3′ – Gol di Romero in netto fuorigioco. Ritmi subito alti.

 

FORMAZIONI UFFICIALI

GENOA (3-5-2): Radu; Romero, Zapata, Criscito; Ghiglione, Schone, Radovanovic, Lerager, Barreca; Kouamé, Pinamonti. All. Andreazzoli

ATALANTA (3-4-1-2): Gollini; Toloi, Djimsiti, Masiello; Hateboer, Freuler, Pasalic, Gosens; Gomez; Ilicic, Zapata. All. Gasperini

 

PREPARTITA

Atalanta. Dopo la rimonta vincente a Ferrara contro la Spal e il ko “in casa” a Parma col Torino, l’Atalanta cerca di tornare a correre, anche in vista del debutto in Champions di mercoledì a Zagabria. Gasperini sembra intenzionato a sistemare qualcosa in difesa, dove Palomino potrebbe essere titolare al posto di Toloi. Scalpita l’ultimo arrivato Kjaer, che ha iniziato ad allenarsi in settimana, ma non è ancora pronto e una possibile sorpresa potrebbe essere Ibañez. Il dubbio che l’allenatore nerazzurro si porterà fino all’ultimo è però in mezzo al campo: Pasalic sembra in vantaggio su Freuler per fare coppia con De Roon. Davanti agirà Gomez dietro a Ilicic e Zapata: pronto ad entrare nuovamente a gara in corsa Luis Muriel. Buone notizie dall’infermeria: Castagne ha recuperato ma andrà anche lui in panchina.

Genoa.
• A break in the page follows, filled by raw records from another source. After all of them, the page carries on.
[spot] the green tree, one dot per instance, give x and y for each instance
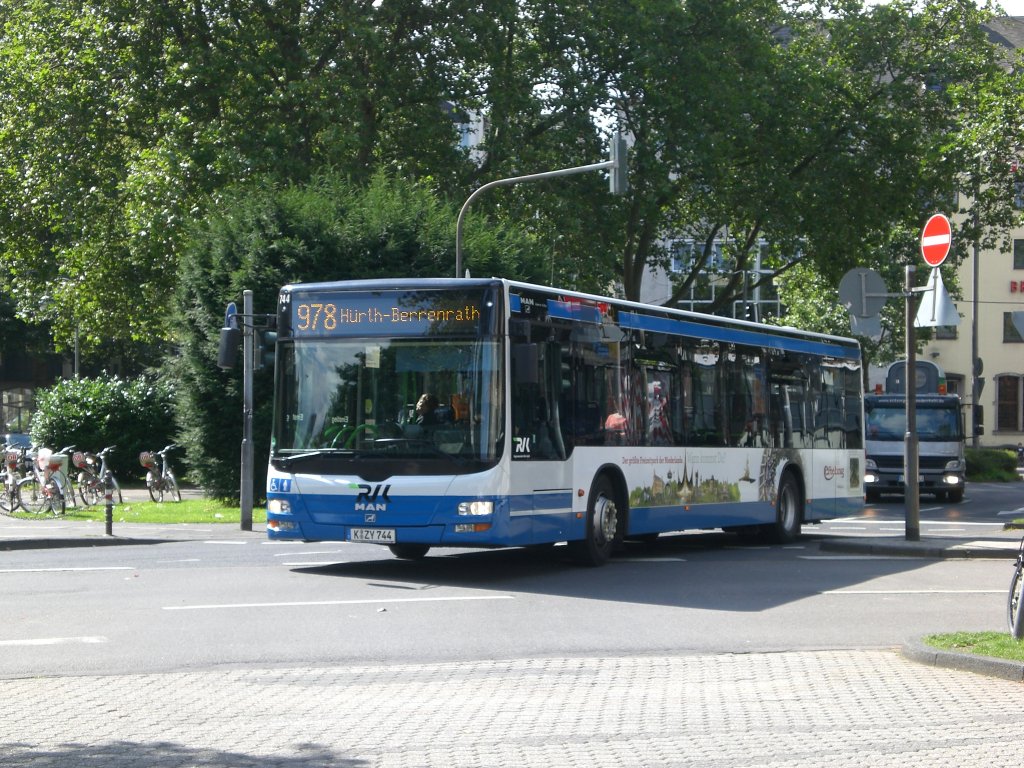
(263, 236)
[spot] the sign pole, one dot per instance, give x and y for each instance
(911, 489)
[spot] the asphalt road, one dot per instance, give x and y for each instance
(215, 647)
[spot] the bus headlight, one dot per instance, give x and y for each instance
(279, 507)
(476, 508)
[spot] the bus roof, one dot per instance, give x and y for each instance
(512, 286)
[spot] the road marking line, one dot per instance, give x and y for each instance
(54, 641)
(323, 552)
(914, 592)
(312, 563)
(850, 557)
(306, 603)
(58, 570)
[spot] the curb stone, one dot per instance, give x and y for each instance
(1004, 669)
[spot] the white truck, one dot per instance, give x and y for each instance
(939, 420)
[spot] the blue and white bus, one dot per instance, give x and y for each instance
(491, 413)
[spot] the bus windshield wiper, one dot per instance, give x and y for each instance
(288, 460)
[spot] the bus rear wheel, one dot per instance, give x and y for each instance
(788, 511)
(409, 551)
(602, 528)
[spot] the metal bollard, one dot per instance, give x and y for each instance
(109, 496)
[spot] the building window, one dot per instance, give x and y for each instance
(1010, 403)
(1010, 333)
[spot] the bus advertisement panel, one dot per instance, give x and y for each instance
(488, 413)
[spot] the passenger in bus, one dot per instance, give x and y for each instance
(426, 409)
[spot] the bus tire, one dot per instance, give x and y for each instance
(788, 511)
(409, 551)
(603, 525)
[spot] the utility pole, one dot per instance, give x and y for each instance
(246, 491)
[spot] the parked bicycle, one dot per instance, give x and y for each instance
(91, 476)
(39, 491)
(159, 476)
(13, 459)
(62, 476)
(1015, 602)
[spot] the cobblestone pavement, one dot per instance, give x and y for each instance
(857, 708)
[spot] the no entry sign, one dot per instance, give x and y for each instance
(935, 240)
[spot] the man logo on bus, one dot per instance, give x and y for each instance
(367, 500)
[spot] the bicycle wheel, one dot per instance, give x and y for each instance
(67, 488)
(31, 494)
(1015, 614)
(155, 487)
(8, 499)
(89, 489)
(116, 493)
(54, 497)
(172, 486)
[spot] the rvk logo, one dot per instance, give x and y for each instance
(833, 472)
(367, 501)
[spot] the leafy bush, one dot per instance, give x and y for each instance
(135, 415)
(993, 465)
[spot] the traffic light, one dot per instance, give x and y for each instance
(263, 350)
(619, 180)
(227, 352)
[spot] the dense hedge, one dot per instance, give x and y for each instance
(135, 415)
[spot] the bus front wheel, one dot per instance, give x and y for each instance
(602, 526)
(788, 511)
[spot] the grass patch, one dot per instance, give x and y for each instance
(189, 510)
(991, 465)
(995, 644)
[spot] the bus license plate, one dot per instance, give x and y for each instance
(373, 536)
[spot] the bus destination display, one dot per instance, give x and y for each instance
(406, 313)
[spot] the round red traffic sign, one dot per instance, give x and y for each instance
(935, 240)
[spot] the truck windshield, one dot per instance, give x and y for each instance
(389, 399)
(935, 424)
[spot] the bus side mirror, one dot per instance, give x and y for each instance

Dall’altra parte c’è un Genoa partito alla grande (4 punti contro Roma e Fiorentina) e intenzionato a raccogliere altri tre punti davanti al suo pubblico. Andreazzoli va verso la conferma dell’undici che ha battuto la Fiorentina: Romero, Zapata e Criscito saranno i tre centrali davanti a Radu, Ghiglione e Barreca sulle fasce mentre Schone guida il centrocampo affiancato da Radovanovic e Lerager. La coppia d’attacco sarà di nuovo Kouamé-Pinamonti. Calcio d’inizio alle ore 12.30.

 

LA CONFERENZA STAMPA DEL GASP

Alla vigilia della partita del cuore col Genoa, Gasperini ha definito la partita di oggi «un ottimo test in vista dell’esordio in Champions a Zagabria: per rendere in coppa dobbiamo innanzitutto far bene in campionato». «La sosta per le nazionali – ha detto il mister nerazzurro – ha separato il rodaggio delle prime due giornate dal tour de force di 7 partite in 22 giorni sui due fronti. Dobbiamo solo iniziare a giocare: aspettiamo questo momento da quando abbiamo iniziato ad allenarci ai primi di luglio. Marassi è un campo difficile e la sfida richiede la determinazione e la concentrazione giuste», ha proseguito il Gasp, che sui troppi gol subito nelle prime due partite ha concluso: «Dobbiamo stare all’erta sugli episodi: nei primi due turni, giocati bene, li abbiamo patiti».